Monday 4 June 2012

Making Konsole the Default Terminal in Linux Mint 12

Last week I upgraded from Ubuntu 11.04 (Natty Narwhal) to Linux Mint 12 (Lisa). One thing that bothered me in Lisa was the lack of ability to select a terminal in the Preferred Applications settings; something that was available in Natty. My preference is to use Gnome Classic and to have Konsole as my default terminal.
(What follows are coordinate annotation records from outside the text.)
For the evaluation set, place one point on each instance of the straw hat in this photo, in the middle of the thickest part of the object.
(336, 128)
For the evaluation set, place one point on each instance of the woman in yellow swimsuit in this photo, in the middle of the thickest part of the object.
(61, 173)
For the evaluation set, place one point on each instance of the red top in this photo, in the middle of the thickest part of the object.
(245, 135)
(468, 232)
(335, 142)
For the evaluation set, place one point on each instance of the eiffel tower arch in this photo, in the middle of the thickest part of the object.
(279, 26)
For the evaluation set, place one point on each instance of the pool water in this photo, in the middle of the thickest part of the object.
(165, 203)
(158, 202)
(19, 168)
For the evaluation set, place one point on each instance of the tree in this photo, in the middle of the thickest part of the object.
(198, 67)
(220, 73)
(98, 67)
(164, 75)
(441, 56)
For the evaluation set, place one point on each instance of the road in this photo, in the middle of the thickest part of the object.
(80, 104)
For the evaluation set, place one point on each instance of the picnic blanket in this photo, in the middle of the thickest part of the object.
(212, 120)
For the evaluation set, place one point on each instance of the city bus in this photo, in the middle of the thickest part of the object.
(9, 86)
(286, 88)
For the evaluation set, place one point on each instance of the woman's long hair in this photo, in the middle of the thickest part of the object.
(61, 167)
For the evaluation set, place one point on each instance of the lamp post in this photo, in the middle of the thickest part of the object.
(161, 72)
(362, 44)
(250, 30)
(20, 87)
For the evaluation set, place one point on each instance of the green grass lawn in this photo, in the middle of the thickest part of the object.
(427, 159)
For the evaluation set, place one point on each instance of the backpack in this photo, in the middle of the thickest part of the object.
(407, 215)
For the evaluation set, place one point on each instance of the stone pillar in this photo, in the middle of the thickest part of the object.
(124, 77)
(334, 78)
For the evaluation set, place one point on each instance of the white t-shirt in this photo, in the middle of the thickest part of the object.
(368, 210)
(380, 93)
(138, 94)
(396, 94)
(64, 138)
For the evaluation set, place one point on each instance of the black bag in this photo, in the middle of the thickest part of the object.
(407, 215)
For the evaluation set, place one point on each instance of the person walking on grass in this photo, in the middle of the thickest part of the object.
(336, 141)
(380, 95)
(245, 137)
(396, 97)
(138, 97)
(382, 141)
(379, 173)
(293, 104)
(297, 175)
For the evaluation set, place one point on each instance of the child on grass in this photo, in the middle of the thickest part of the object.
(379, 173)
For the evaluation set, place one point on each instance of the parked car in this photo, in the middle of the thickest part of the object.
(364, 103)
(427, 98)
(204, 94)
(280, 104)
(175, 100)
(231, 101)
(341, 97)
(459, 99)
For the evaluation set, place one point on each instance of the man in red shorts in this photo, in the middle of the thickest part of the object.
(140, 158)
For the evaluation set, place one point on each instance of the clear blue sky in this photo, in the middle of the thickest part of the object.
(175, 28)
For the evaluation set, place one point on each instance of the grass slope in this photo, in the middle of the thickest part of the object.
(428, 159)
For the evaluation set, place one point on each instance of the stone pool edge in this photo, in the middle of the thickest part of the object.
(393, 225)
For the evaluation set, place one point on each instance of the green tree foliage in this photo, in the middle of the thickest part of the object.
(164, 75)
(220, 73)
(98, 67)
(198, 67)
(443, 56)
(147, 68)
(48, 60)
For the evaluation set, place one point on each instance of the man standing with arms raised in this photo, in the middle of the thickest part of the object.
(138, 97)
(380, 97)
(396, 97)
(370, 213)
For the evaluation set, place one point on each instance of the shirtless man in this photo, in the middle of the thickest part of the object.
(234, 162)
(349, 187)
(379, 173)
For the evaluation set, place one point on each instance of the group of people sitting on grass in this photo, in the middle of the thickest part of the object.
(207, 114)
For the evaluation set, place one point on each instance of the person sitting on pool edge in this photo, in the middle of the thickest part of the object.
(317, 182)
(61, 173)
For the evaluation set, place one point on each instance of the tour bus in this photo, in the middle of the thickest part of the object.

Although not explicitly available in the settings, setting a preferred terminal was not as difficult as I thought it would be. Gnome uses GConf2 to handle these kind of settings. Using the gconf-editor on Natty, I could see that there was a setting entry for a terminal at /desktop/gnome/applications/terminal


On disk, this setting is stored in

~/.gconf/desktop/gnome/applications/terminal/%gconf.xml

In Lisa, there is no path to this file on disk, so lets sort that out. First install konsole, or your terminal of choice

sudo apt-get install konsole

Find the location of the konsole command. This is needed below:


noel@behemoth ~ $ which konsole
/usr/bin/konsole

Now create the setting

mkdir -p ~/.gconf/desktop/gnome/applications/terminal/
vim ~/.gconf/desktop/gnome/applications/terminal/%gconf.xml


In Vim, paste in the following text and save (:wq). 

<?xml version="1.0"?>
<gconf>
  <entry name="exec" mtime="1337527678" type="string">
    <stringvalue>/usr/bin/konsole</stringvalue>
  </entry>
  <entry name="exec_arg" mtime="1336942220" type="string">
    <stringvalue>-e</stringvalue>
  </entry>
</gconf>

With that in place, you should see your favorite terminal used with the Launch Terminal keyboard binding:

System Settings > Keyboard > Shortcuts 


Within Nautilus, the "Open in terminal" still launches the Gnome terminal. I suspect this is because Nautilus is a compiled dependency.